I just realized that I don't know what my telephone number is. I used to think it is 44717384. But 44717384 is a number, and the same as 252452510 in octal, or 2aa5548 in hexadecimal. Yet it sounds wrong to say that my telephone number is 252452510 in octal, or that my telephone number begins with 4 only in decimal notation. What's more, telephone numbers are never pronounced "forty-four million, seven hundred and seventeen thousand three hundred eighty-four". (I know an old woman in a rural part of Germany whose number used to be 543; she, too, always said "five four three".)
So maybe my telephone number is not 44717384, but "44717384". It's a numeral, not a number, and hence it definitely begins with "4". This still doesn't explain why it's not pronounced like ordinary large numerals, though. Maybe it is rather a sequence of numerals: ("4","4","7","1","7","3","8","4"). But these suggestions both suffer from translation problems: my telephone number can be given in Braille, and I suppose it can also be given in Roman numerals: "IV IV VII I...". (Imagine a telephone where the buttons are labeled like that: it doesn't seem that you can't dial my number with it.)
So I think my telephone number is neither a number nor a numeral nor a
sequence of numerals, but rather a sequence of numbers: the quinoctuple
(4,4,7,1,7,3,8,4). This brings back the dependence on base notation:
(4,4,7,1,7,3,8,4) in decimal is (4,4,7,1,7,3,10,4) in octal and (100,
100, 111, 1, 11, 1000, 100) in binary. But it's not as bad this time
as it was above: at least my telephone number definitely begins with 4
(= 100 in binary, = IV in Roman), and the fact that we read it as a
sequence of numerals in base-10 isn't really hard to explain. (In
fact, I don't even know how the octal "10" is pronounced: "ten"?
"eight"? "one zero"?)
Some might worry that the quinoctuple (4,4,7,1,7,3,8,4) is a complicated
set-theoretic construction: an ordered pair of a number and an ordered
pair of a number and an ordered pair... (and something much more baroque when the pairs and numbers are eliminated a la Kuratowski and von Neumann). Does everyone who knows my
telephone number really know that set-theoretic entity? Doesn't that
mean that you have to be a set theorist in order to know my telephone
number?
I find this objection misguided, but a lot of philosophers have exactly parallel reservations about set theoretic constructions of propositions and meanings. If they are right, the conclusion seems inevitable: telephone numbers comprise a sui generis ontological category.

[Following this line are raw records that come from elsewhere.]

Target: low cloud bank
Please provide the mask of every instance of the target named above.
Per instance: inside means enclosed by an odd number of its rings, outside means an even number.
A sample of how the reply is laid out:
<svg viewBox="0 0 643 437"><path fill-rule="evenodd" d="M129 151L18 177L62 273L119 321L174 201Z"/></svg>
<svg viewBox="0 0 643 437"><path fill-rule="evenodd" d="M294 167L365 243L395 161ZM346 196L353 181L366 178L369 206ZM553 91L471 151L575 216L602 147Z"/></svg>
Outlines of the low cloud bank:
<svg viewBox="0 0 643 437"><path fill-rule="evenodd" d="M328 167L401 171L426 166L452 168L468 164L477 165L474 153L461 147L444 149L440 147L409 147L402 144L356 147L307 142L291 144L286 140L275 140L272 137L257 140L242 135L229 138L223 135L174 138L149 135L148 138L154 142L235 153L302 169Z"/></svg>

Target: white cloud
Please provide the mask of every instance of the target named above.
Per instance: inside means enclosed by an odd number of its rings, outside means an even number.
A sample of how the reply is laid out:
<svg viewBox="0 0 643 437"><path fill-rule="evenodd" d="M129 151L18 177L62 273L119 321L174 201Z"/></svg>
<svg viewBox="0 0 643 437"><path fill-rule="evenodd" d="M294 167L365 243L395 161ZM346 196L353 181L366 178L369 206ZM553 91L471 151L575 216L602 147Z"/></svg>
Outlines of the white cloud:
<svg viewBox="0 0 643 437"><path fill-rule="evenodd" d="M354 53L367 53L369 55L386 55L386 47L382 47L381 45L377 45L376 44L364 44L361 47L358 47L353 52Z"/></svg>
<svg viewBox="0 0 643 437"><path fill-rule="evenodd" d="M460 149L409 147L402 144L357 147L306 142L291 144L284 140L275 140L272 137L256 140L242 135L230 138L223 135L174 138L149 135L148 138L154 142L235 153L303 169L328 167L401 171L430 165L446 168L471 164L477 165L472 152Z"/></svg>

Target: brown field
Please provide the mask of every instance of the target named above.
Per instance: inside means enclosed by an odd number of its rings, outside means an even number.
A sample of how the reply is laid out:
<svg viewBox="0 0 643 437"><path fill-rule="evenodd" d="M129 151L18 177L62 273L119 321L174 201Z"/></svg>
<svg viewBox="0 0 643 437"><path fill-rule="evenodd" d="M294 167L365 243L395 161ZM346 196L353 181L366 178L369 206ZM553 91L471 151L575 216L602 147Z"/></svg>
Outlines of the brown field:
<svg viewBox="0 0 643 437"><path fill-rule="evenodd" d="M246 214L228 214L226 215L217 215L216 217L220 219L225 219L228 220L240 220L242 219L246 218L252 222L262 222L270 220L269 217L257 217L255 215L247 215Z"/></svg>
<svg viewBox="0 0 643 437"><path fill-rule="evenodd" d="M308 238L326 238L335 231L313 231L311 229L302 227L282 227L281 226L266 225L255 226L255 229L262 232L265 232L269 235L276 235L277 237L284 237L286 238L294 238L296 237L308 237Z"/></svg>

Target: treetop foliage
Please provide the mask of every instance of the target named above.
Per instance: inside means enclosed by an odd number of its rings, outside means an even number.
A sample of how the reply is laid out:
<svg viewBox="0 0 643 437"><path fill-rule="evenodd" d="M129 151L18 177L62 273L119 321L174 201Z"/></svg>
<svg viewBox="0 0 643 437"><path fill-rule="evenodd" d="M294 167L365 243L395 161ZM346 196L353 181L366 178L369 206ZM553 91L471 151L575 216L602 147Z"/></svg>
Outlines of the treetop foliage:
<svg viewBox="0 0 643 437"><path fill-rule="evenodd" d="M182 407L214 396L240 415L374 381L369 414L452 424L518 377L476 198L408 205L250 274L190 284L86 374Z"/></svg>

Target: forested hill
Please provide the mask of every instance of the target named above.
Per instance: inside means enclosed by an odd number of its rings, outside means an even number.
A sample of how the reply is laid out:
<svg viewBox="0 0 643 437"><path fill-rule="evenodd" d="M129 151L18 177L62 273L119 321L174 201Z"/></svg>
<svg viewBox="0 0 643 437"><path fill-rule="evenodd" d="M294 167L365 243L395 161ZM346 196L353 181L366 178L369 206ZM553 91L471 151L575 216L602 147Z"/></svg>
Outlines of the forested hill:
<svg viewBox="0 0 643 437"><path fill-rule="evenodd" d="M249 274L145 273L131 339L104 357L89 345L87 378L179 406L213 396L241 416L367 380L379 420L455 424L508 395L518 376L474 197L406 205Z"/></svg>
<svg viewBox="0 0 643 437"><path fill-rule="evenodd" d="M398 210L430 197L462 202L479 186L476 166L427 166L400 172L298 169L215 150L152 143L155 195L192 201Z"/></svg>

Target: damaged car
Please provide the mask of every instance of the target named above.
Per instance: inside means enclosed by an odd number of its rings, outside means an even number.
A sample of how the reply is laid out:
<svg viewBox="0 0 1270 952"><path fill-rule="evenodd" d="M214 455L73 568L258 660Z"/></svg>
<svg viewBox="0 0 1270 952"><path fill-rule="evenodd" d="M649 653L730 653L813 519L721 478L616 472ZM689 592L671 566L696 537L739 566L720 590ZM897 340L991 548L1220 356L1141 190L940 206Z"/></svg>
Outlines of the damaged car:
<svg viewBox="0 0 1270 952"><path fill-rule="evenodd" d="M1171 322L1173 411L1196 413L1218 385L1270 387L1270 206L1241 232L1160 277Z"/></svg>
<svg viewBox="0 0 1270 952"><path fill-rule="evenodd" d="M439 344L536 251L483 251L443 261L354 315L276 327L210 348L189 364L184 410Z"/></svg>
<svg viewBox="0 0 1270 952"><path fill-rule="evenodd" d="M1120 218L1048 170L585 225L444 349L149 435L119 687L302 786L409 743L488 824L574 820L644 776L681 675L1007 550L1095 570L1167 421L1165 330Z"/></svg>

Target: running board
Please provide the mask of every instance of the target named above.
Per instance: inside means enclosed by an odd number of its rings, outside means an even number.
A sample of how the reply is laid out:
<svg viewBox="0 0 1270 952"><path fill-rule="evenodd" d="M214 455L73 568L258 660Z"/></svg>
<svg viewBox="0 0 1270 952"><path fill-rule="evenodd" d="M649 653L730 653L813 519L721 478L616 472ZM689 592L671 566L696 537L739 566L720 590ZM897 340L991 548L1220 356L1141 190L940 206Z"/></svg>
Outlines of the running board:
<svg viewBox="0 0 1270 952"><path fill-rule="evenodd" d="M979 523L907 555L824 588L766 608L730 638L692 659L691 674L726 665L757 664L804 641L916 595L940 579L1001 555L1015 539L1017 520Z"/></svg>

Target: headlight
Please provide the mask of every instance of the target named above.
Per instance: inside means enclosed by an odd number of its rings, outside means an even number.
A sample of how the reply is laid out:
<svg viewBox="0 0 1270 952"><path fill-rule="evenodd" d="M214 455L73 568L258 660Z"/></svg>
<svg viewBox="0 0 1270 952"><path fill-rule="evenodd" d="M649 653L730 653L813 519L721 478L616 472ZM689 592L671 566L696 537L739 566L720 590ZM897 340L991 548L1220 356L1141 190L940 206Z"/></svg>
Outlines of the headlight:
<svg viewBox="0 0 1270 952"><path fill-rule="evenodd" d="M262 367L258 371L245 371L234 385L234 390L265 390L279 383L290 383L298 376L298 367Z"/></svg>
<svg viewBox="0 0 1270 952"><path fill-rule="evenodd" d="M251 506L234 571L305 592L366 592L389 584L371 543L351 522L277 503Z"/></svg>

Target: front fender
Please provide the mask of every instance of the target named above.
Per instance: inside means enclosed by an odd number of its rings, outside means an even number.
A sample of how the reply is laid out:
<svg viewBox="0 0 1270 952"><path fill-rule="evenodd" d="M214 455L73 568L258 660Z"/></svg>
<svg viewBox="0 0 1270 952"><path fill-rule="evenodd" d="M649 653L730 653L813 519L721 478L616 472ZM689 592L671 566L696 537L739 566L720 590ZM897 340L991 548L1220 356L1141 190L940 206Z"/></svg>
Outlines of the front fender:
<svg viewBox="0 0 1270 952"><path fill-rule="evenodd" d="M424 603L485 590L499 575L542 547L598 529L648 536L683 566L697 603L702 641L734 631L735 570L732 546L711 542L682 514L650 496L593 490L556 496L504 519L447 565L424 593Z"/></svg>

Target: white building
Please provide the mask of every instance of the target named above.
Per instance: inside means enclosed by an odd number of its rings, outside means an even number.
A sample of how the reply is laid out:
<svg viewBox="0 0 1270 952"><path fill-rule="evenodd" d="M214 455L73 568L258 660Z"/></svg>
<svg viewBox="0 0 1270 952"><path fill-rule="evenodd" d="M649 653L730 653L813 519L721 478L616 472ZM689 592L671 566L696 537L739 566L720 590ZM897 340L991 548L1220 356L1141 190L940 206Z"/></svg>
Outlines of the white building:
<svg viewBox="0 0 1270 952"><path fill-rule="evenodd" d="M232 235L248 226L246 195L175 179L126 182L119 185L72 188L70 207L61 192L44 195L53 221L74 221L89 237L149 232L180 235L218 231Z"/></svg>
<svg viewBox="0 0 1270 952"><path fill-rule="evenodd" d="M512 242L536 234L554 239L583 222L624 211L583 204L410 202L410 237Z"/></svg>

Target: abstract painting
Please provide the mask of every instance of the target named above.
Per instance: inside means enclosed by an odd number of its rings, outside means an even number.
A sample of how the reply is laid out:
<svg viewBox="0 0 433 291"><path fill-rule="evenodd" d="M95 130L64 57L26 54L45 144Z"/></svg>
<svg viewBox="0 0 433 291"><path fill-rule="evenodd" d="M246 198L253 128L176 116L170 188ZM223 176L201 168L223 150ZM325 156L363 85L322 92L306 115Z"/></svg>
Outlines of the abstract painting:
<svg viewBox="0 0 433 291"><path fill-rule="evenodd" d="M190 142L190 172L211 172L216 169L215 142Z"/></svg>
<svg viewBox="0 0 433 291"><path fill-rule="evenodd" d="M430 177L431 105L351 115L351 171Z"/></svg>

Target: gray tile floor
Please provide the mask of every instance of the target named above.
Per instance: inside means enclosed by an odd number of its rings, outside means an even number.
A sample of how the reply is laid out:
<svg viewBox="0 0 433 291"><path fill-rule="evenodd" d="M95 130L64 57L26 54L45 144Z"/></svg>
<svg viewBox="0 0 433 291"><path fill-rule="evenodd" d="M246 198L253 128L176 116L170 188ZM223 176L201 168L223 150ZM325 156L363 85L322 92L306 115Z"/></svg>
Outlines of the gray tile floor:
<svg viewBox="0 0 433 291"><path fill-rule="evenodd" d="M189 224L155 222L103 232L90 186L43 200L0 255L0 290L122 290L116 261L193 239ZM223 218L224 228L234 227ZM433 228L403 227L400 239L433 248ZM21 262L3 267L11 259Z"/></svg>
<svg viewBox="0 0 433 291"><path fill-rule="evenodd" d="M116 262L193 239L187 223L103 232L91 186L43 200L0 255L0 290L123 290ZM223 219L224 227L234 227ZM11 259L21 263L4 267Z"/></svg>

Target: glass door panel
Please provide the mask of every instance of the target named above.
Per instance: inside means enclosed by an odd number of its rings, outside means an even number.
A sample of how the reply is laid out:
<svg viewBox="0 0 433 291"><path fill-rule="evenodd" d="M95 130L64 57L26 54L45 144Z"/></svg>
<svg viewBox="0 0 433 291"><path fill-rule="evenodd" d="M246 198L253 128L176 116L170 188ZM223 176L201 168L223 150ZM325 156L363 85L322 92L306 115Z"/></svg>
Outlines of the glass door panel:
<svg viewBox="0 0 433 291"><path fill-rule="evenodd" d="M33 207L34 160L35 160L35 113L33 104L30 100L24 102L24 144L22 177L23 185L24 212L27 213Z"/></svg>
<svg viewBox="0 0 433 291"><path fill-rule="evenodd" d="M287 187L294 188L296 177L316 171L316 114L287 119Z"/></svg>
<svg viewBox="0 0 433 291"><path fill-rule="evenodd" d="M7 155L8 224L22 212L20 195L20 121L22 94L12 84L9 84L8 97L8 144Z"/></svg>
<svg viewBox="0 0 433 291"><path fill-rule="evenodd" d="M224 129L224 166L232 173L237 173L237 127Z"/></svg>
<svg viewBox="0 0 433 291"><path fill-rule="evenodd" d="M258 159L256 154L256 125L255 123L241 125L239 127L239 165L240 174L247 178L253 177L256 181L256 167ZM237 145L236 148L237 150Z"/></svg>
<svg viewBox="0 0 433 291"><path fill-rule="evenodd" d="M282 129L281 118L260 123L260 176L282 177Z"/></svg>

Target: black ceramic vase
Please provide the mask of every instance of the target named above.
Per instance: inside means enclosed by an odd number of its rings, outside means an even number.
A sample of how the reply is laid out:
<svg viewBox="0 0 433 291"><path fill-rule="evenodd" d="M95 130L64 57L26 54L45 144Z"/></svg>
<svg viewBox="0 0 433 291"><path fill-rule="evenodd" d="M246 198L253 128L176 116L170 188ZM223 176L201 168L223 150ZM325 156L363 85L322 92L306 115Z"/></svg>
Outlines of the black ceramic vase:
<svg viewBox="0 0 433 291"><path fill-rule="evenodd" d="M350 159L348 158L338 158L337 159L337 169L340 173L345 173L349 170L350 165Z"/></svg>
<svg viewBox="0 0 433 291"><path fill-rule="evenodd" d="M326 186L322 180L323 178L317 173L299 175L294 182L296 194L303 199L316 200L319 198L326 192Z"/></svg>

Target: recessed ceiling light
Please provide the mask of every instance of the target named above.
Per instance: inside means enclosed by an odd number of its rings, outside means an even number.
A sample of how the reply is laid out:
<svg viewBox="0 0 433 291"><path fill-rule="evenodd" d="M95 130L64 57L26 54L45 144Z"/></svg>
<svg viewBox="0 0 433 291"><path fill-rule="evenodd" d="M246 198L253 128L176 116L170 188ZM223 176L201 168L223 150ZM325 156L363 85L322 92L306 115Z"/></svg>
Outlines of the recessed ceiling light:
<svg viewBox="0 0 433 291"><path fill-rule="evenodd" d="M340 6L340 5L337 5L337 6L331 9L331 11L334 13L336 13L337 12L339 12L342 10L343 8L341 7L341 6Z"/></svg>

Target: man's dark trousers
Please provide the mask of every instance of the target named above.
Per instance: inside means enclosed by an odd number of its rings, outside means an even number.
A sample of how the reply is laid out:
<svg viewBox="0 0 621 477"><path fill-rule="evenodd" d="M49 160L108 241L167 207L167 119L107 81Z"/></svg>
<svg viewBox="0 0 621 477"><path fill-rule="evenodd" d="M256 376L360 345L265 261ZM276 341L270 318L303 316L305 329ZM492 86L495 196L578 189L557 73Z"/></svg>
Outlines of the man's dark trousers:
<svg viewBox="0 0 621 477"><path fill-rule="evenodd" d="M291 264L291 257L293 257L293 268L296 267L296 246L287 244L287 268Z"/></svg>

"So I think my telephone number is neither a number nor a numeral nor a sequence of numerals, but rather a sequence of numbers: the quintuple (4,4,7,1,7,3,8,4). This brings back the dependence on base notation: (4,4,7,1,7,3,8,4) in decimal is (4,4,7,1,7,3,10,4) in octal and (100, 100, 111, 1, 11, 1000, 100) in binary."
There is no dependence on base notation. All of those strings of numerals denote one and the same sequence of numbers given that their bases have been specified; otherwise it would not make sense to say that one is (equivalent to) the other modulo base.
What's wrong with saying that your telephone number is the number denoted by some numeral expression? Thus my telephone number, e.g., is the number denoted by the numeral 4985890. It just so happens that such numbers are read differently when they are associated with telephone lines in a particular way.
I don't think I see a problem, but perhaps that doesn't say much.